Henry Mayhew wrote about them in his record of London life: London Labour and the London Poor -Volume One (see an extract on Google). He worked out, from first hand interviews, the size, in terms of total financial turnover, of the various street businesses of his time. The book was published in 1861.
Sellers of cat meat to the public were mostly men and there were about 1,000 of them in London in the middle of the 19th century. Mayhew calculated that there were about 300,000 cats in London at that time. One vendor of cat meat estimated that “there’s a cat to every ten people, aye, and more than that”. If that is correct it gives us an insight into the numbers of domestic cats in the UK at the time.
The percentage of cats to humans in 1998 was 13.24% in the United Kingdom. In other words there was about one cat for every 7.5 people in the UK in 1998. I conclude, therefore, that the domestic cat was as popular with British people in the mid-1800s some 160 years ago as at present (2012). I find that interesting. The general consensus is that the domestic cat population has expanded over the years, which it has, but only because human population has expanded. The human population of England and Wales in 1861 was 9.7 million. Today it is 55 million.
However, in those days the domestic cat sometimes lived a semi-feral life; certainly a much more open relationship with their human keeper. Of course, there were instances of very close relationships such as occurs today. Dr. Samuel Johnson’s home is an example. He loved animals and cats.
Cat’s meat men wore a sort of uniform which included a shiny black hat and a plush waistcoat! A blue apron and corduroy trousers were also part of the garb. They liked to wear a spotted handkerchief or two around their necks. The picture above should show this but I am not sure it does. I see the hat and apron though.
The meat they sold was horse flesh, freshly processed at the local knacker’s yard who started work in the late evening to supply meat in the morning. There were a lot of horses in London at that time.
Cats’ meat men called out as they walked down the street with their barrow and their horse meat on skewers: “Cat’s meat-cats’ meat, on a skewer come and buy”

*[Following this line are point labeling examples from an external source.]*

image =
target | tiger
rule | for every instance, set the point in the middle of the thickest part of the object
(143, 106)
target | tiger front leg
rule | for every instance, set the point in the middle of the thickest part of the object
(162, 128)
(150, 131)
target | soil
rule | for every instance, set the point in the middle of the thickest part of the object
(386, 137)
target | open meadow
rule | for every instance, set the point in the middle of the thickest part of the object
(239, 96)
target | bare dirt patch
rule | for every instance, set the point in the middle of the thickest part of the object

The big problem which went unrecognised at the time is that pure, boiled horse flesh on its own is not a good, balanced cat diet. The mouse is the perfect diet and that means pretty much the entire mouse including stomach contents. Obviously the domestic cat supplemented the horse meat with rodents! There was no cat food as we now know it. Dr. Samuel Johnson who authored the famous dictionary fed his cat ‘Hodge’ with prime quality oysters as a supplement.
Although selling cat food was a good business, many becoming relatively well off, many customers bought on credit and some failed to pay. Some vendors such as Mr Cratchitt was a self confessed “man of independent means” on the back of selling cat food on the streets of London.
Profits were good for cat meat vendors making a net profit of up to one pound (£1) per day, selling up to 2 hundredweight of cat meat (cwt = 112 lbs). This is £43 at 2005 values. That would make it about £50 in 2012, I suspect. That would not make you a man of independent means today, nowhere near, so obviously living costs relative to earnings were much cheaper in 1861 or Mr Cratchitt had a team of vendors working for him. I think the latter was the case.